The reorganization of a company’s capital structure.

Redeemable preferred

Preferred stock that can be redeemed by the owner (usually a venture capital investor) in exchange for a specific sum of money.

Redemption rights

The right of an investor to force the startup company to buy back the shares issued as a result of the investment. In effect, the investor has the right to take back his/her investment and may even negotiate a right to receive an additional sum in excess of the original investment.

Red herring

A preliminary prospectus filed with the Securities and Exchange Commission and containing the details of an IPO offering. The name refers to the disclosure warning printed in red letters on the cover of each preliminary prospectus advising potential investors of the risks involved.

Registration

The process whereby shares of a company are registered with the Securities and Exchange Commission under the Securities Act of 1933 in preparation for a sale of the shares to the public.

Registration rights

The rights of an investor in a startup regarding the registration of a portion of the startup’s shares for sale to the public. Piggyback rights give the shareholders the right to have their shares included in a registration. Demand rights give the shareholders the option to force management to register the company’s shares for a public offering. Often, registration rights are hotly negotiated among venture capitalists in multiple rounds of financing.

Regulation D

Often referred to as simply Reg D

Restricted shares

Shares that cannot be traded in the public markets.

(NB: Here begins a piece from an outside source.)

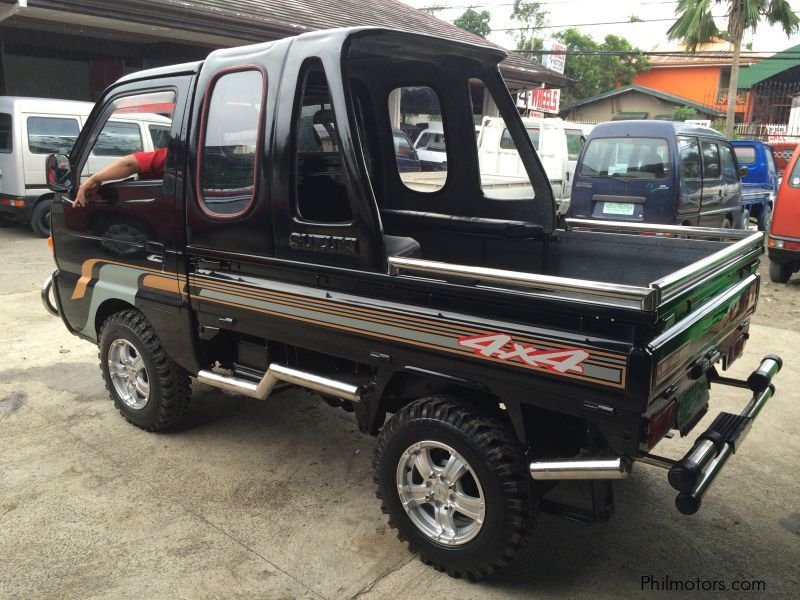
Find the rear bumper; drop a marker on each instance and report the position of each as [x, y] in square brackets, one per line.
[14, 206]
[783, 255]
[692, 475]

Return on investment (ROI)

The proceeds from an investment, during a specific time period, calculated as a percentage of the original investment. Also, net profit after taxes divided by average total assets.

Right of first refusal

A contractual right to participate in a transaction. For example, a venture capitalist may participate in a first round of investment in a startup and request a right of first refusal in any following rounds of investment.

Rights of co-sale with founders

A clause in venture capital investment agreements that allows the VC fund to sell shares at the same time that the founders of a startup choose to sell.

Rights offering

An offering of stock to current shareholders that entitles them to purchase the new issue, usually at a discount.

Risk-free rate

A term used in finance theory to describe the return from investing in a riskless security. In practice, this is often taken to be the return on US Treasury Bills.

Road show

Presentations made in several cities to potential investors and other interested parties. For example, a company will often make a road show to generate interest among institutional investors prior to its IPO.

Rollup

The purchase of relatively smaller companies in a sector by a rapidly growing company in the same sector. The strategy is to create economies of scale. For example, the movie theater industry underwent significant consolidation in the 1960s and 1970s.

“A” round

A financing event whereby angel groups and / or venture capitalists become involved in a fast growth company that was previously financed by founders and their friends and families.

Round

A financing event usually involving several private equity investors.

Royalties

Payments made to patent or copyright owners in exchange for the use of their intellectual property.

Rule 144

A rule of the Securities and Exchange Commission that specifies the conditions under which the holder of shares acquired in a private transaction may sell those shares in the public markets.